Ao mesmo tempo que Obama discursava, também Raúl Castro falava na televisão cubana. “Conseguimos encontrar solução para alguns temas que interessam aos dois países”, disse, pedindo ao povo cubano que respeitasse e reconhecesse a decisão de Obama. Mas o presidente cubano sublinhou que este acordo não resolvia “o principal problema”, ou seja, o embargo, que Raúl Castro designou de “bloqueio. “O bloqueio tem muitos prejuízos humanos e económicos para o nosso país e deve terminar”, disse.
O anúncio surge depois da libertação de Alan Gross, um construtor civil norte-americano preso há cinco anos em Cuba, que o acusava de espionagem. E é o desfecho de 18 meses de negociações secretas entre os dois países, mediadas pelo Vaticano. Gross chegou esta quarta-feira de manhã aos Estados Unidos. Os EUA enviaram para Cuba três espiões cubanos detidos desde 2001, em troca da libertação de um agente norte-americano preso na ilha há quase 20 anos. Gross não foi, segundo os EUA, parte desta troca e a sua libertação ocorreu por razões humanitárias. O construtor civil perdeu mais de 45 quilos na prisão e estava a perder a visão no olho direito. Em abril fez uma greve de fome que durou nove dias.
As relações diplomáticas entre os Estados Unidos e Cuba foram interrompidas em janeiro de 1961, dois anos depois da chegada ao poder de Fidel Castro. Em 2006, Raúl Castro sucedeu ao irmão Fidel à frente dos destinos do país.
O telefonema da noite de terça-feira entre Obama e Raúl Castro foi o primeiro contacto formal entre os líderes dos dois países em mais de cinquenta anos. A Casa Branca divulgou esta fotografia, tirada durante a conversa entre os dois presidentes.

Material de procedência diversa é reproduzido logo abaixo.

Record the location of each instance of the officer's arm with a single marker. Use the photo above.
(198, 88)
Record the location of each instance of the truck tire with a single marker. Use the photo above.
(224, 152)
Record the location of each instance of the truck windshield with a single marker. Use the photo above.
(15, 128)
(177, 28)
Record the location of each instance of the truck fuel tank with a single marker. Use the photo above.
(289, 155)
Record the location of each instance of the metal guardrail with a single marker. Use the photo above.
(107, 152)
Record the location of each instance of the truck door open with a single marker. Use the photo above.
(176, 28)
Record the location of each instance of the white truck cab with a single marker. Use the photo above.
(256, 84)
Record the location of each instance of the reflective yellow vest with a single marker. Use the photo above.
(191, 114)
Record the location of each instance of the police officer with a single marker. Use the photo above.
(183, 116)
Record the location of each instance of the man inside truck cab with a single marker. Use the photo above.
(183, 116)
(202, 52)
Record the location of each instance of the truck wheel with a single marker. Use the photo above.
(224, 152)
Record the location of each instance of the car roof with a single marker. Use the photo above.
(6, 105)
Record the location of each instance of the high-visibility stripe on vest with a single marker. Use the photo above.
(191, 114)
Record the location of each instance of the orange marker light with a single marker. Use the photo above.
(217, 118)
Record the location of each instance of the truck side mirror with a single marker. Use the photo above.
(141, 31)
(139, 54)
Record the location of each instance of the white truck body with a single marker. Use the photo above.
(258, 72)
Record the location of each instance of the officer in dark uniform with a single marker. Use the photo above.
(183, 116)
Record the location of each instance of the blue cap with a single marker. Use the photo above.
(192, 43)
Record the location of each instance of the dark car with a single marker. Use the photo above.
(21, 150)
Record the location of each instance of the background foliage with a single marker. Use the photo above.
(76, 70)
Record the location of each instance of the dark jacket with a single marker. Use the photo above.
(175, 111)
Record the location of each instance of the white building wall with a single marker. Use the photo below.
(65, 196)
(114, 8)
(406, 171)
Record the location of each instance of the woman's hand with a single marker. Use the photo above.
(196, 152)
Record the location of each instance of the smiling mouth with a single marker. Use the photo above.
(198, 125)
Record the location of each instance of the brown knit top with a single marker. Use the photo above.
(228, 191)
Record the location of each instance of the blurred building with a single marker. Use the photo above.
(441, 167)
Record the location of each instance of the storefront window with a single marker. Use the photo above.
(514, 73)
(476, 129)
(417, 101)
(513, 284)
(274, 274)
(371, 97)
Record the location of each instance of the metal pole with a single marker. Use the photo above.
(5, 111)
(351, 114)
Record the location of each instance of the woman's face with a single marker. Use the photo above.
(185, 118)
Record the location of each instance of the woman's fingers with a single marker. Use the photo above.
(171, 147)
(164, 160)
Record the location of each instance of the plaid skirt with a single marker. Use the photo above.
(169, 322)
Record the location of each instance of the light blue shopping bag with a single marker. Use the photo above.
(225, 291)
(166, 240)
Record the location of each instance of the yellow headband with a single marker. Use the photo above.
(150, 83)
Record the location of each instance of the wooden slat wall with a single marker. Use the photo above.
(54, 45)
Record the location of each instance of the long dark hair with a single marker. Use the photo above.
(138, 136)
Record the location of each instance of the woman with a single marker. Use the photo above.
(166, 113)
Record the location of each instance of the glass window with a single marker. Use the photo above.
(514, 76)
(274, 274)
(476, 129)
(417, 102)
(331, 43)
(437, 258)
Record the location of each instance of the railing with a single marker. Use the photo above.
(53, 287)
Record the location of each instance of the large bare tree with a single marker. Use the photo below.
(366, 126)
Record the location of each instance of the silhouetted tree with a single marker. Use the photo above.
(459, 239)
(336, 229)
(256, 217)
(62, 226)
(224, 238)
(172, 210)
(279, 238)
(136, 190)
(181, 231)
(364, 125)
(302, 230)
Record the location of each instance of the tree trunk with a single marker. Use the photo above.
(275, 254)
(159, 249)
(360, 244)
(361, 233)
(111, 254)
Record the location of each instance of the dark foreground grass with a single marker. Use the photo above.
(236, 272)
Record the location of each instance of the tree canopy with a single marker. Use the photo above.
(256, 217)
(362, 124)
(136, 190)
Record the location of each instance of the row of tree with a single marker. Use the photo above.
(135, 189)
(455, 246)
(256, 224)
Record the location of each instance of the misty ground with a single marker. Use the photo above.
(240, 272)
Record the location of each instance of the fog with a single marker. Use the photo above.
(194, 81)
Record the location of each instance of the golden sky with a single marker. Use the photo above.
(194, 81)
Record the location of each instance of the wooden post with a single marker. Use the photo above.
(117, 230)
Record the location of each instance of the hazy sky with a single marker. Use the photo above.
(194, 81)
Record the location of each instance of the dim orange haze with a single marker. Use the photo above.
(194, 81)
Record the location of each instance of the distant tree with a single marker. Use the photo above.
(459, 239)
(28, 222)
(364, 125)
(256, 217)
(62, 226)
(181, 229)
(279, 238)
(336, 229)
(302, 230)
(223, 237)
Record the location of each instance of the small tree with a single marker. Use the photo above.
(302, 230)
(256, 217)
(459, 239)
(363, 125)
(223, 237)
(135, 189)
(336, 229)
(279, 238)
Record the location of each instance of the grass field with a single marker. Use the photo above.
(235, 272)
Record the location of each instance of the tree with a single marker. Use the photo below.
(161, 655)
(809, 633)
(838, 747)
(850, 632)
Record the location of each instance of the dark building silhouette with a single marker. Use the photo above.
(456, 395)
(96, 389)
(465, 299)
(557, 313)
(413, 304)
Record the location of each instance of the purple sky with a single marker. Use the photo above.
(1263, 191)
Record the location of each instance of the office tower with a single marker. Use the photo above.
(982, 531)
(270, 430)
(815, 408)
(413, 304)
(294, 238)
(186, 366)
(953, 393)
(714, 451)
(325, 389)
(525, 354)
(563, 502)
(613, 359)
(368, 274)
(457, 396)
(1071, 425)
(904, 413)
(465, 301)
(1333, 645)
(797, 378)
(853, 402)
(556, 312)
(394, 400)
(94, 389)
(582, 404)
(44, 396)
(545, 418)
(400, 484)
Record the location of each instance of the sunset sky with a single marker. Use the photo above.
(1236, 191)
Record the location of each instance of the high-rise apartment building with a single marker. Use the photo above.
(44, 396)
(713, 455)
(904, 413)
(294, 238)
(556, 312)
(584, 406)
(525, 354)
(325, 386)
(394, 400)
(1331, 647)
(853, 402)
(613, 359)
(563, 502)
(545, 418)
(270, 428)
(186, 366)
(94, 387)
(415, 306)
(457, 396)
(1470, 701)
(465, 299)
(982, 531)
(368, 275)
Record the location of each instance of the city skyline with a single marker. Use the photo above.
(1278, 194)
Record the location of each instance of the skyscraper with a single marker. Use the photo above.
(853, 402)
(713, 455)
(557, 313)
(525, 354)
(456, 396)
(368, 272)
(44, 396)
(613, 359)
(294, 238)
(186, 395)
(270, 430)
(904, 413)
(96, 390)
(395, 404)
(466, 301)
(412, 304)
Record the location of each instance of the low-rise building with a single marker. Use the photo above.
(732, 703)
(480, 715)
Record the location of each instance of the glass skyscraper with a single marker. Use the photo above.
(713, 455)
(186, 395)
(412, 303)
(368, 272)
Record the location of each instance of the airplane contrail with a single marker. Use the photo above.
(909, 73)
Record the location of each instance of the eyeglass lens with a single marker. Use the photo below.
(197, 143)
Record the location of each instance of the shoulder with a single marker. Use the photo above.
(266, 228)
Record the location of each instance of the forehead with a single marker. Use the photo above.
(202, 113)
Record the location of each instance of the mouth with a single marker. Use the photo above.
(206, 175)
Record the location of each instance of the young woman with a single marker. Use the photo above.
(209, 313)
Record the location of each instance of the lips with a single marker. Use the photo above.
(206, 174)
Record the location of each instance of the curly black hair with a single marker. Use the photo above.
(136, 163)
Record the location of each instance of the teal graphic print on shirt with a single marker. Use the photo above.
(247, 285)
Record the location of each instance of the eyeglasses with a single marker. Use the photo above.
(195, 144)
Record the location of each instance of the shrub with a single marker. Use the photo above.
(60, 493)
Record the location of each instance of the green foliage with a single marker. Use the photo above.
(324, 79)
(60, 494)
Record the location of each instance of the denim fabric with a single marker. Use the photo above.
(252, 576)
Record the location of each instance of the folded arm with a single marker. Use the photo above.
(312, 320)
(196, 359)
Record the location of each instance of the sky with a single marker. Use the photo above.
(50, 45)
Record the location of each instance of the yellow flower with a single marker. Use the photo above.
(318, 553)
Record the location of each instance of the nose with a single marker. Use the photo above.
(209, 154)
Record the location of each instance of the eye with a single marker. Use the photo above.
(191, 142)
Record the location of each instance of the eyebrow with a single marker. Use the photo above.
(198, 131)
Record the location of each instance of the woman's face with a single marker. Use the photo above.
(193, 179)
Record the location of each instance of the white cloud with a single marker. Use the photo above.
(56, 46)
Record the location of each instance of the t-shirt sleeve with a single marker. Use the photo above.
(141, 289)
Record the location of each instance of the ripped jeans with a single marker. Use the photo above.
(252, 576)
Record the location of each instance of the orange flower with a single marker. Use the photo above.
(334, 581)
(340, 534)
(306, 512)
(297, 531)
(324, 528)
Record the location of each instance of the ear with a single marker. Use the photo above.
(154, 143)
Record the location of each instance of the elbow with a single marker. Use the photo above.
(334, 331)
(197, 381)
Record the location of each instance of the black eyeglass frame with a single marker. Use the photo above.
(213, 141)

President Obama speaks with President Raúl Castro of Cuba before announcing his #CubaPolicy: http://t.co/ZeORP4H0jr pic.twitter.com/dJMxK2IAor
— White House Archived (@ObamaWhiteHouse) December 17, 2014
Há um ano, os dois presidentes cumprimentaram-se durante as cerimónias fúnebres de Nelson Mandela na África do Sul.
Os republicanos norte-americanos ficaram em choque com o discurso de Barack Obama. O Politico escreve mesmo que a direita ficou “lívida” com a manobra do presidente para normalizar as relações com Cuba.
No entanto há sentimentos contraditórios entre os políticos republicanos porque, por um lado, foram vários os que manifestaram contentamento pela libertação do cidadão norte-americano Alan Gross, que esteve preso durante cinco anos em Cuba, por outro, os mesmos políticos lamentaram o que essa libertação significou, e houve mesmo quem falasse em “escândalo”, como foi o caso de Mario Diaz-Balart, deputado da Florida, porque, entende o republicano, a negociação da libertação fez com que o governo americano se vergasse perante a “chantagem” do regime castrista.
O senador Lindsey Graham, que é um dos porta-vozes do partido para assuntos de política externa, manifestou no Tweet a opinião: é uma péssima ideia.
Marco Rubio, senador e potencial candidato republicano à presidência, que é filho de imigrantes cubanos, em declarações à Fox News, disse que o facto de os EUA abrirem uma embaixada em Cuba não vai resultar em mais liberdade económica ou democracia no país. Rubio prometeu tentar desviar os esforços da Casa Branca acusando a administração de Obama de “acarinhar ditadores e tiranos”.